Council Chairman (CC) Multidistrik 307 Indonesia, Yahya Yastputera, menjelaskan bahwa konvensi ini merupakan forum tertinggi untuk menentukan arah kepemimpinan. Beliau juga menekankan pentingnya strategi pertumbuhan organisasi melalui program Mission 1.5 yang dibahas bersama International Director.
”Masa jabatan seluruh pimpinan hanya berlangsung selama satu tahun. Kami berharap di akhir Juni nanti, semua distrik mencapai target 100% dengan status klub dalam kondisi baik (good condition),” ujar Yahya.

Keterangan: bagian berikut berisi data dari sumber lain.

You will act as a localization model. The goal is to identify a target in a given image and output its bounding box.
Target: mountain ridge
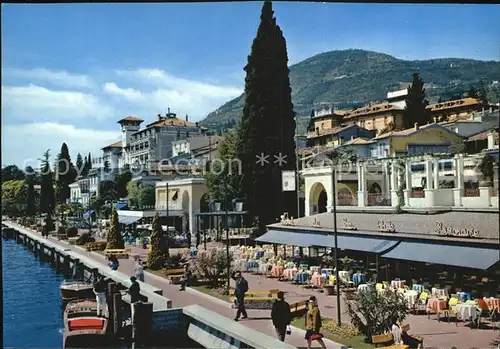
[200,49,500,128]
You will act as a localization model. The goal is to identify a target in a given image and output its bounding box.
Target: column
[358,164,368,207]
[453,155,464,207]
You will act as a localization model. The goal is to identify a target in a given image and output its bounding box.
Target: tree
[115,165,132,198]
[55,143,76,204]
[237,1,297,232]
[1,180,28,216]
[25,166,37,217]
[76,153,84,175]
[467,85,479,99]
[40,149,56,215]
[403,72,430,129]
[479,79,489,107]
[147,214,168,270]
[345,287,408,343]
[106,210,125,249]
[2,165,25,182]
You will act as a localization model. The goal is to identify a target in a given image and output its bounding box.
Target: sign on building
[281,170,295,191]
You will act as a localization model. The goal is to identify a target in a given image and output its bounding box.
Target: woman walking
[305,296,326,349]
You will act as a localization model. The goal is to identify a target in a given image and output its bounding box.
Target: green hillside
[202,50,500,133]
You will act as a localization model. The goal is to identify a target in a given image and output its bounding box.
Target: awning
[118,215,142,225]
[256,229,399,253]
[115,202,128,210]
[382,241,499,270]
[83,210,94,218]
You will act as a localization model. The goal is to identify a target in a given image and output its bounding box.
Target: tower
[118,116,144,164]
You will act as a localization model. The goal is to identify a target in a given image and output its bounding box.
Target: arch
[309,183,328,213]
[200,193,210,212]
[368,182,382,194]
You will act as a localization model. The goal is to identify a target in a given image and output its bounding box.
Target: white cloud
[2,84,113,121]
[3,68,95,88]
[2,122,120,168]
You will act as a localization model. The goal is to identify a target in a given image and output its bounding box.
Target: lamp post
[224,176,231,294]
[332,159,342,327]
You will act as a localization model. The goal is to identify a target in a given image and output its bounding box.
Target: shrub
[106,210,125,249]
[345,288,408,343]
[196,249,233,288]
[66,227,78,238]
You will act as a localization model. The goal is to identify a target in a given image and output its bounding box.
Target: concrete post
[131,302,153,348]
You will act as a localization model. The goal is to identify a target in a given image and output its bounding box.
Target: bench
[231,297,277,309]
[372,333,394,348]
[401,324,424,345]
[290,299,309,317]
[229,289,280,299]
[104,247,131,259]
[165,268,184,283]
[68,236,80,245]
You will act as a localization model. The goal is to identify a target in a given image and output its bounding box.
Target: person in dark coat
[231,270,248,321]
[127,276,141,303]
[271,291,292,342]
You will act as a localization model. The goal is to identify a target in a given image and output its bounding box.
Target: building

Sementara itu, District Governor (DG) Lianawati Tjokrohartono menegaskan komitmen organisasi terhadap nilai-nilai inklusivitas dan kesetaraan gender dalam tubuh Lions Club. Menurutnya, setiap anggota memiliki hak dan kesempatan yang sama untuk berkontribusi di level tertinggi.
”Di Lions Club semua punya kesempatan yang sama untuk memimpin dan melayani masyarakat. Kami tidak membedakan agama, ras, maupun afiliasi politik dalam menjalankan kegiatan sosial,” tegas Lianawati pada Sabtu (9/5/2026).

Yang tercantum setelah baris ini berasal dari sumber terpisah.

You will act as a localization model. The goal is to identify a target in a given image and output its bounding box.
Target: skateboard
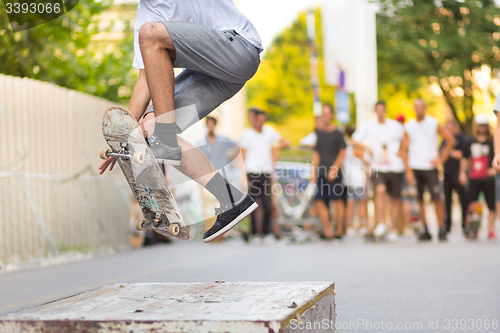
[465,201,483,239]
[408,185,423,237]
[363,231,387,243]
[99,106,189,239]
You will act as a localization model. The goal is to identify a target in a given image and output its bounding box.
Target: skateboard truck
[99,142,146,164]
[135,213,180,236]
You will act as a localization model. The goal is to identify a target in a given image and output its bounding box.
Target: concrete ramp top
[0,282,335,333]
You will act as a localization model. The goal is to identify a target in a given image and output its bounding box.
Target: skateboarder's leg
[139,22,175,123]
[375,183,387,225]
[483,182,496,233]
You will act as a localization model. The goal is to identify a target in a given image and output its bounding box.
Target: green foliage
[377,0,500,132]
[0,0,137,103]
[247,9,335,143]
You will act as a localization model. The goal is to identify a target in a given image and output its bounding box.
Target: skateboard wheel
[168,224,180,236]
[132,151,145,164]
[135,220,144,231]
[99,148,111,160]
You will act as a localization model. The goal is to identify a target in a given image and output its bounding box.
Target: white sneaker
[358,227,368,236]
[403,228,415,237]
[387,231,398,243]
[262,234,276,245]
[373,223,387,237]
[250,235,262,245]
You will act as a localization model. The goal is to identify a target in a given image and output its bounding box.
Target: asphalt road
[0,218,500,332]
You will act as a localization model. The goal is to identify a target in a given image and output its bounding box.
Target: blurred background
[0,0,500,268]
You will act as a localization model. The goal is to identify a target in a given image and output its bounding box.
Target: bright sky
[240,0,323,48]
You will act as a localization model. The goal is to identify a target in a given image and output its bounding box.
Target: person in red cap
[460,113,496,239]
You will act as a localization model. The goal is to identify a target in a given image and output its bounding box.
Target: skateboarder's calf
[100,0,262,242]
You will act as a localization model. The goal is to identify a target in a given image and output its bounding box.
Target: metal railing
[0,75,131,268]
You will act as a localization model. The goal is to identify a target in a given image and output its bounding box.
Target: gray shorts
[148,21,260,130]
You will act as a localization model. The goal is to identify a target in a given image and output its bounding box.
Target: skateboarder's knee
[139,22,172,48]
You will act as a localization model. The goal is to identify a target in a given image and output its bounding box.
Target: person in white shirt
[100,0,262,242]
[342,126,369,236]
[493,94,500,171]
[240,108,288,236]
[352,101,408,242]
[405,98,455,241]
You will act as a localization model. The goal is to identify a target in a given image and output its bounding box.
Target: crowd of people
[131,99,500,243]
[298,99,500,242]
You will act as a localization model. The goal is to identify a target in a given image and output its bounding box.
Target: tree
[0,0,137,102]
[377,0,500,133]
[247,9,335,142]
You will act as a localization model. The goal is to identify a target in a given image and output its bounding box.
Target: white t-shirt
[493,94,500,112]
[352,119,405,172]
[300,132,318,147]
[405,116,438,170]
[132,0,262,69]
[240,126,281,174]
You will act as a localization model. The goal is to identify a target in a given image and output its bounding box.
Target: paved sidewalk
[0,228,500,332]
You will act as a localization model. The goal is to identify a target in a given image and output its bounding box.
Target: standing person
[439,120,467,232]
[240,109,287,241]
[493,94,500,173]
[311,103,346,239]
[342,126,369,236]
[492,94,500,228]
[197,116,239,169]
[99,0,262,242]
[405,98,455,241]
[460,114,496,239]
[353,101,408,242]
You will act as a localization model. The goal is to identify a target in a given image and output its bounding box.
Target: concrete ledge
[0,282,335,333]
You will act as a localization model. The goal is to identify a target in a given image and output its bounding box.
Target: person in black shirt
[440,120,467,232]
[460,114,496,239]
[311,103,346,239]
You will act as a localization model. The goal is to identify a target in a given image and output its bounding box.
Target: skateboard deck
[465,201,483,239]
[408,185,423,237]
[99,106,189,239]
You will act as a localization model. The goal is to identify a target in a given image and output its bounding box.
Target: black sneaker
[148,134,182,165]
[418,231,432,241]
[438,229,448,241]
[203,194,258,243]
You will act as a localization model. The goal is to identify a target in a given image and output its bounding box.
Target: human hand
[406,170,415,185]
[99,157,116,175]
[458,172,467,186]
[431,157,442,167]
[492,155,500,172]
[450,149,463,160]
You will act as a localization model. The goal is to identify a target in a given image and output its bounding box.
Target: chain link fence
[0,75,132,266]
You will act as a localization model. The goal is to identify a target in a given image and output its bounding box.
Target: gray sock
[155,123,182,148]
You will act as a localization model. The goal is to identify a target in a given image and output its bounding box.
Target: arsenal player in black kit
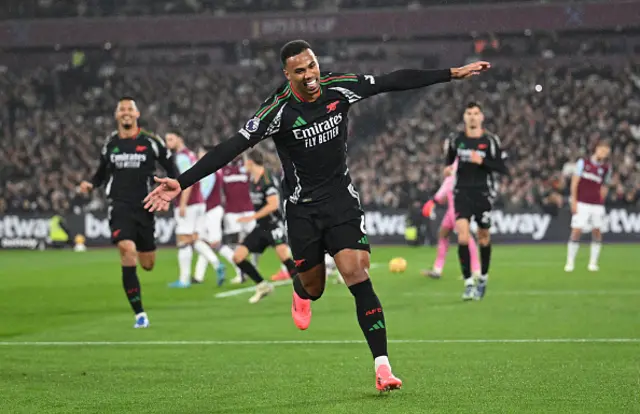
[80,97,177,328]
[233,150,298,303]
[446,102,508,300]
[145,40,489,391]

Ketua Pelaksana Konvensi, Toni Suparman, menyoroti suksesnya penyelenggaraan tahun ini yang mencatatkan jumlah peserta terbanyak sepanjang sejarah Lions Indonesia. Ia juga melihat adanya korelasi positif antara kegiatan organisasi dengan denyut ekonomi lokal di Jawa Barat.
”Lions Club bukan bagian dari pemerintah, melainkan organisasi sosial mandiri yang selama ini terus membangun kolaborasi dengan pemerintah daerah dalam berbagai program kemanusiaan sesuai kebutuhan masyarakat,” jelas Toni, seraya menambahkan bahwa Kota Pekanbaru akan menjadi tuan rumah konvensi tahun depan.

Senada dengan hal tersebut, Ketua Komite Konvensi Multidistrik, Felix Hady Marthadiantara, mengungkapkan bahwa konvensi emas ini dirancang berbeda dengan menghadirkan tema budaya yang berganti setiap hari untuk memberikan pengalaman unik bagi para relawan.